11. La composición farmacéutica de conformidad con cualquiera de las reivindicaciones 8 a 10 que comprende, además, al menos un antígeno adicional, en donde el antígeno adicional es de un patógeno transmitido por garrapatas, en donde el patógeno transmitido por garrapatas se selecciona del grupo que comprende Borrelia hermsii, Borrelia parkeri, Borrelia duttoni, Borrelia miyamotoi, Borrelia turicatae, Rickettsia rickettsii, Rickettsia australis, Rickettsia conorii, Rickettsia helvetica, Rickettsia parkeri, Francisella tularensis, Anaplasma phagocytophilum, Ehrlichia sennetsu, Ehrlichia chaffeensis, Coxiella burnetii y Borrelia lonestari, virus de encefalitis transmitido por garrapatas (TBEV), virus de la fiebre de Colorado transmitido por garrapatas (CTFV), virus de la fiebre hemorrágica de Crimea-Congo (CCHFV), virus de la enfermedad forestal de Kyasanur (KFDV), virus de Powassan, virus de Heartland, virus de la fiebre hemorrágica de Omsk (OHFV) y Babesia spp.

12. La composición farmacéutica de conformidad con cualquiera de las reivindicaciones 8 a 11, caracterizada porque comprende, además, una sustancia inmunoestimuladora, preferentemente seleccionada del grupo que consiste en polímeros policatiónicos, específicamente péptidos policatiónicos, oligodesoxinucleótidos inmunoestimuladores (ODN), específicamente oligo(dIdC)13 (SEQ ID NO: 32), péptidos que contienen al menos dos motivos LysLeuLys, específicamente el péptido KLKLLLLLKLK (SEQ ID NO: 33), compuestos neuroactivos, específicamente la hormona de crecimiento humano, hidróxido de aluminio o fosfato de aluminio, adyuvantes completo o incompleto de Freund, o combinaciones de estos.

13. La composición farmacéutica de conformidad con una cualquiera de las reivindicaciones 8 a 12, en donde dicha composición farmacéutica es una vacuna.

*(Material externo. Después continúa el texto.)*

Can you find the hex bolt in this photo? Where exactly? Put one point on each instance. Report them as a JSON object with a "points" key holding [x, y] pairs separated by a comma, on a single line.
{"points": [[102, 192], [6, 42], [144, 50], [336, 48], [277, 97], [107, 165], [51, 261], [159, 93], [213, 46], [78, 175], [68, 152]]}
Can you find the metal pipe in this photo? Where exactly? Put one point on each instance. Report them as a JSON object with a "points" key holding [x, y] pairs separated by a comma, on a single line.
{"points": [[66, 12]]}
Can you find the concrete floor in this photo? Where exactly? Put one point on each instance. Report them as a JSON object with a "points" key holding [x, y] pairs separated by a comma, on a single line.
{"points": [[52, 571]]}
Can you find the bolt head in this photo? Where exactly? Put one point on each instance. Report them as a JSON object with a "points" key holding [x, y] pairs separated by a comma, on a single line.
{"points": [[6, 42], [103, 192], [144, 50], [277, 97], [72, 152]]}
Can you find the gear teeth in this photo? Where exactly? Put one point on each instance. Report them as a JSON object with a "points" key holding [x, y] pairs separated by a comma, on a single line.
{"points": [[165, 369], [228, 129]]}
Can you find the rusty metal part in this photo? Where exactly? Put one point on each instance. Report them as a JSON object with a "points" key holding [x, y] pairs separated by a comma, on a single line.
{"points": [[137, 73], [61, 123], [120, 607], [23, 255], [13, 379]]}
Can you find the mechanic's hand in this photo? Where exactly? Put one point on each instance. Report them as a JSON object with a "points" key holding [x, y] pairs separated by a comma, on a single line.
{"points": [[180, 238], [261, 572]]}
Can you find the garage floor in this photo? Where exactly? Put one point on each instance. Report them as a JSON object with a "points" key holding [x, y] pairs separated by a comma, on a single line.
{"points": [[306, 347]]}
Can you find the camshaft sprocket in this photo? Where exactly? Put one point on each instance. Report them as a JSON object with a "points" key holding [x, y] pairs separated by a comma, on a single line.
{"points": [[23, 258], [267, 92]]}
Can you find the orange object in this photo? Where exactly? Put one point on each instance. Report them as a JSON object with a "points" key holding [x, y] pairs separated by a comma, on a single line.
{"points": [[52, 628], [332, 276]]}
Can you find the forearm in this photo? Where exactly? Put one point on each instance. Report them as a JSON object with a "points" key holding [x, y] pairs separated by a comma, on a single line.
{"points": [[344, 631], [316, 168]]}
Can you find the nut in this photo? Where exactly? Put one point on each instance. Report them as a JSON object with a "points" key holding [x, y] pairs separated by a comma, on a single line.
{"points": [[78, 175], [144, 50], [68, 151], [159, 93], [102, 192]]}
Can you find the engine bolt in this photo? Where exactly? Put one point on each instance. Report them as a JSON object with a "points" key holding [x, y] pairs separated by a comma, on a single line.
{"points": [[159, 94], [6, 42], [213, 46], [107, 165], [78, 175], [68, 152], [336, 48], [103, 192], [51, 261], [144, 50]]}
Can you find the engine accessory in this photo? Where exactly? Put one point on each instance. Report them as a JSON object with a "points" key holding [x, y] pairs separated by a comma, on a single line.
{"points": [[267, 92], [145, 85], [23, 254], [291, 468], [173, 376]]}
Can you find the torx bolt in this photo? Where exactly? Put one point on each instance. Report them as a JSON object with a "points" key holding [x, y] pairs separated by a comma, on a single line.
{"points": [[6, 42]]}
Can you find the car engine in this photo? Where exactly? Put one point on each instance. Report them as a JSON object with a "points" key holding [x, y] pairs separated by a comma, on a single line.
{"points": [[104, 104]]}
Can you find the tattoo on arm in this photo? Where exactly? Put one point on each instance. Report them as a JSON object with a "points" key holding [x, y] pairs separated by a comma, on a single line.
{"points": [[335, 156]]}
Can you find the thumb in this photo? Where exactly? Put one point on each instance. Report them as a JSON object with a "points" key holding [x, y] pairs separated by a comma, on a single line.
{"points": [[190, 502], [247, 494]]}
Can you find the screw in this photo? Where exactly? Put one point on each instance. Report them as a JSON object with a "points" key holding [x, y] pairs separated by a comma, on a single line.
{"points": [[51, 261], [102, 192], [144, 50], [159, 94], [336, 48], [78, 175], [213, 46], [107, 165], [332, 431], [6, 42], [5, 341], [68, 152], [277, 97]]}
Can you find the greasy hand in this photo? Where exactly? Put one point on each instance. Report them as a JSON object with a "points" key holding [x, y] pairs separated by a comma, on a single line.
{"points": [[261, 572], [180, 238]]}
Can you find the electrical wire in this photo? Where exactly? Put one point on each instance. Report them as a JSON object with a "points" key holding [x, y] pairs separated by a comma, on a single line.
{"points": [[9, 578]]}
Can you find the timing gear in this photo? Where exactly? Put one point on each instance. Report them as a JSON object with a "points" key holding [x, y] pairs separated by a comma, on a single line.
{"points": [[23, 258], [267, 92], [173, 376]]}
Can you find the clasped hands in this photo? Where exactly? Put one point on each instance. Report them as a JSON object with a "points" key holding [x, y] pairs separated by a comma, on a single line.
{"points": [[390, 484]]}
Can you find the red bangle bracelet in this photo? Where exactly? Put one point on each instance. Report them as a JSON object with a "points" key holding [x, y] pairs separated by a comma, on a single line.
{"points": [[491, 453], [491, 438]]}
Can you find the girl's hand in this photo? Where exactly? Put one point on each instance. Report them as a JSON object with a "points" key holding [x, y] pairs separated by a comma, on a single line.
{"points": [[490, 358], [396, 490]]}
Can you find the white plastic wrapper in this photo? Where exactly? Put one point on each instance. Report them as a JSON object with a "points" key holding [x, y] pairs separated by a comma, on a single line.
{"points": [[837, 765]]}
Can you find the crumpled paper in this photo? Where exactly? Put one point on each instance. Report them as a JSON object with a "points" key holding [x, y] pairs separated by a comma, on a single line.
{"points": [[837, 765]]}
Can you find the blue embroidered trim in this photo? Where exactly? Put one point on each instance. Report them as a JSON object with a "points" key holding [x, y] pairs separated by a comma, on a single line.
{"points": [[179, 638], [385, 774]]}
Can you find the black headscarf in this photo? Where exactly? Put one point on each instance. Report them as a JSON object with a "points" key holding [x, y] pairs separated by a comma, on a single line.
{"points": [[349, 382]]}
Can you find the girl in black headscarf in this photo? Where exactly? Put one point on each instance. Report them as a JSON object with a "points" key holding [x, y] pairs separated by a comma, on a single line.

14. El polipéptido de conformidad con la reivindicación 1 o 2 o la composición farmacéutica de conformidad con cualquiera de las reivindicaciones 8 a 13 para usar como un medicamento, particularmente como una vacuna.

15. El polipéptido de conformidad con la reivindicación 1 o 2 o la composición farmacéutica de conformidad con cualquiera de las reivindicaciones 8 a 13 para usar en un método de tratamiento o prevención de una infección por Borrelia, particularmente una infección por B. burgdorferi s.s., B. garinii, B. afzelii, B. andersoni, B. bavariensis, B. bissettii, B. valaisiana, B. lusitaniae, B. spielmanii, B. japónica, B. tanukii, B. turdi o B. sinica, preferentemente, una infección por B. burgdorferi s.s., B. afzelii o B. garinii.